Keeping those over 30 in the game


Adult soccer leagues in Arundel County help players maintain their competitive edge


Scott Weaver stays busy with his daytime job as an engineer. He spends a lot of time helping to design bridges, buildings and wastewater treatment plants. It's a job that forces Weaver to work his way through a number of long days.

But Weaver has found a way to unwind and relieve the stress. The Pasadena resident knows how to relax on the soccer field. Weaver, 30, began playing soccer when he was a child and now competes on a regular basis with others his age plus those younger and older in leagues each fall and spring - and loves it.

Weaver is one of many adults age 30 or older who play in Anne Arundel County leagues that have grown in popularity in recent years. John Spinnenweber, facilities supervisor for Anne Arundel County Recreation and Parks, said that there are 18 teams in this fall's over-30 league alone.

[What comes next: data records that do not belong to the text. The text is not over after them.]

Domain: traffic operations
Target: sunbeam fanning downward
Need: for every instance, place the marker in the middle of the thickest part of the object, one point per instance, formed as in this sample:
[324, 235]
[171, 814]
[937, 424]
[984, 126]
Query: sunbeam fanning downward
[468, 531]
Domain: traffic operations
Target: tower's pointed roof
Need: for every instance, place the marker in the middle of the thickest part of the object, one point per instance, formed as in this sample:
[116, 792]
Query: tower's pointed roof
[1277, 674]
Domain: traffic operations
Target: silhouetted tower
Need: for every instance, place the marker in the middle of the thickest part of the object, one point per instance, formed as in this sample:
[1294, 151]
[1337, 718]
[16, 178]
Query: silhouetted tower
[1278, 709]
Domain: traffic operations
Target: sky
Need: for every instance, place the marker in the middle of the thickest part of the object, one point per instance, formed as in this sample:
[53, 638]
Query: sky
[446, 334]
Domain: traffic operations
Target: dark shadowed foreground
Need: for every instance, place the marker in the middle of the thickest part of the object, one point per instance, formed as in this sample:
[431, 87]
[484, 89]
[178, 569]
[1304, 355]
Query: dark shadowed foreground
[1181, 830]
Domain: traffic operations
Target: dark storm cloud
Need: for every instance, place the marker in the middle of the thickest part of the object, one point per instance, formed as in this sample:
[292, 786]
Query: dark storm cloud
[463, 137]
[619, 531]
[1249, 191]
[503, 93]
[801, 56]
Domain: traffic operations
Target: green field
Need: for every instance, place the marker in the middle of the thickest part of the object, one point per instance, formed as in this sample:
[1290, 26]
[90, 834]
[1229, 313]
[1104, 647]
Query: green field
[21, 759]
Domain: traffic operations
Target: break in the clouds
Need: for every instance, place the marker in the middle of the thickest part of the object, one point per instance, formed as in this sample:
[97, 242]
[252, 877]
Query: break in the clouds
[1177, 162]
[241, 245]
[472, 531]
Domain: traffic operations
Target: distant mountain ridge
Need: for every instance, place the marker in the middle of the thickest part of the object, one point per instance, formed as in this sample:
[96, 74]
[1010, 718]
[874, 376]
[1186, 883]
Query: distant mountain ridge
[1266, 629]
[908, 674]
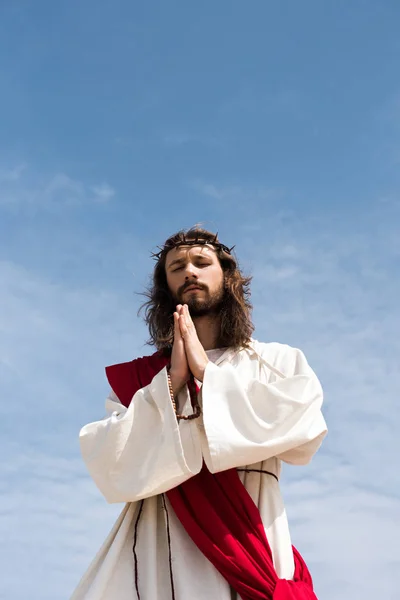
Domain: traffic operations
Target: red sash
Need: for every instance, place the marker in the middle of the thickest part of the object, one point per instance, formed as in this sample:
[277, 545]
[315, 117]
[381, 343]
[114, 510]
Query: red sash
[219, 514]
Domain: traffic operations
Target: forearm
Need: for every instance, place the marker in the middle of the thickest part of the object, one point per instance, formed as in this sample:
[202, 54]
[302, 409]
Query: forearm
[248, 424]
[140, 451]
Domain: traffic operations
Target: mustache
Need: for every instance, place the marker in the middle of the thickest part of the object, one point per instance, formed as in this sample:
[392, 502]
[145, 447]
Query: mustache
[191, 284]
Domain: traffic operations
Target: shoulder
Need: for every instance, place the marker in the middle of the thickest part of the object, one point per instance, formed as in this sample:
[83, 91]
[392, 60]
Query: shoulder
[283, 358]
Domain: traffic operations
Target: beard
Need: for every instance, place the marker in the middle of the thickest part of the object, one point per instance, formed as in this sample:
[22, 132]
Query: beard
[210, 304]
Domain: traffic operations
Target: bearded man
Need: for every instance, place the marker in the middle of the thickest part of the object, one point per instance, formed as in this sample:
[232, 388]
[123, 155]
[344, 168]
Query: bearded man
[193, 443]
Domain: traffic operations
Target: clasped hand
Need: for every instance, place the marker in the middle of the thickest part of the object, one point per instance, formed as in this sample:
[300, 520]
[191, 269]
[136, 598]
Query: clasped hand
[188, 355]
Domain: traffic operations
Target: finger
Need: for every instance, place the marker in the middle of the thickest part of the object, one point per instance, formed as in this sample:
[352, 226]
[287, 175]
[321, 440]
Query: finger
[188, 318]
[177, 330]
[183, 326]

There are three divisions and a total of about 240 players.

"The over-30 leagues are growing," he said. "I think they're the baby boomers' kids ... and they've been given more opportunities to play soccer as young people and adults."

Spinnenweber also said that there are other ways for those older than 30 to play in the county. There are "unlimited" leagues, where anyone older than 18 can compete.

He said a large number of players there are older than 30. In addition, players this age can play in the weekly coed league - and there are a number of people who play in more than one league.

That's what Weaver does each fall. He's a goalie who plays and coaches the Hudson's Heroes team in a Sunday morning unlimited league. Weaver, who played for Chesapeake High School, also coaches the Training Pro team in the coed league during the week.

Working with Hudson's Heroes makes Weaver get a quick start on Sunday mornings. They have games as early as 8:30 a.m., but the time doesn't bother him.

"I look forward to it every week," Weaver said. "It's a great release, and you develop relationships with guys, and I consider [those] on the team my friends." Weaver keeps his friends active by running the Anne Arundel Adult Soccer League each spring. Soccer is considered a fall sport by Recreation and Parks, so running the league independently each spring is how those interested keep adult soccer going in the area. Weaver has served as president the past few years.

"In the spring, everything is pretty much the same," Weaver said.

Todd McNeil also loves soccer and stays with it along with his Hudson's Heroes teammate. The Maine native works in computer programming and played the game while in high school. He'll play in three leagues per week during the fall and works as the AASL's treasurer during the spring.

In other words, anything to play more soccer and kick the ball around.

"I'm a huge soccer fanatic," McNeil said. "It's growing in popularity, and it pretty much started with the 30- and 40-year-olds passing it down to their children. Wait until 25 or 30 years from now - it will be bigger than basketball or hockey."

Mickey Emory is also in love with soccer. The 35-year-old goalie played at Annapolis High and now runs Emory Construction. When it comes to soccer, the Annapolis resident will do anything to play. Like many others, Emory also works as a coach and plays during the fall and spring seasons. He will also try to play indoor soccer in the winter.

Emory has been in this league for about 13 years.

"If you've been in the league as long as I have, you kind of get to know everyone," Emory said. "You know who you're playing against. You wouldn't believe the guys who I've met who are my best friends."

Emory has been playing soccer for 23 years and took up the sport when the game was beginning to blossom in this country. He still loves to play on teams that are successful. His Sunday team, the Peace Frogs, is 7-0.

"There're a lot of competitive people out there, and there's a lot of talent out there," Emory said.

Weaver likes to play the game hard each week but draws a line for several reasons - most of which deal with being realistic.

Many in this age group seem to have this attitude. While many still want to win at everything they do, things are different from when they were younger because if an injury makes a player miss time from work, it's truly something costly.

"You want to win, but you realize that there is a tomorrow," Weaver said. "I'm a structural engineer. I have to be able to move around. I can't break my leg. It's not worth it to me. I play this for fun."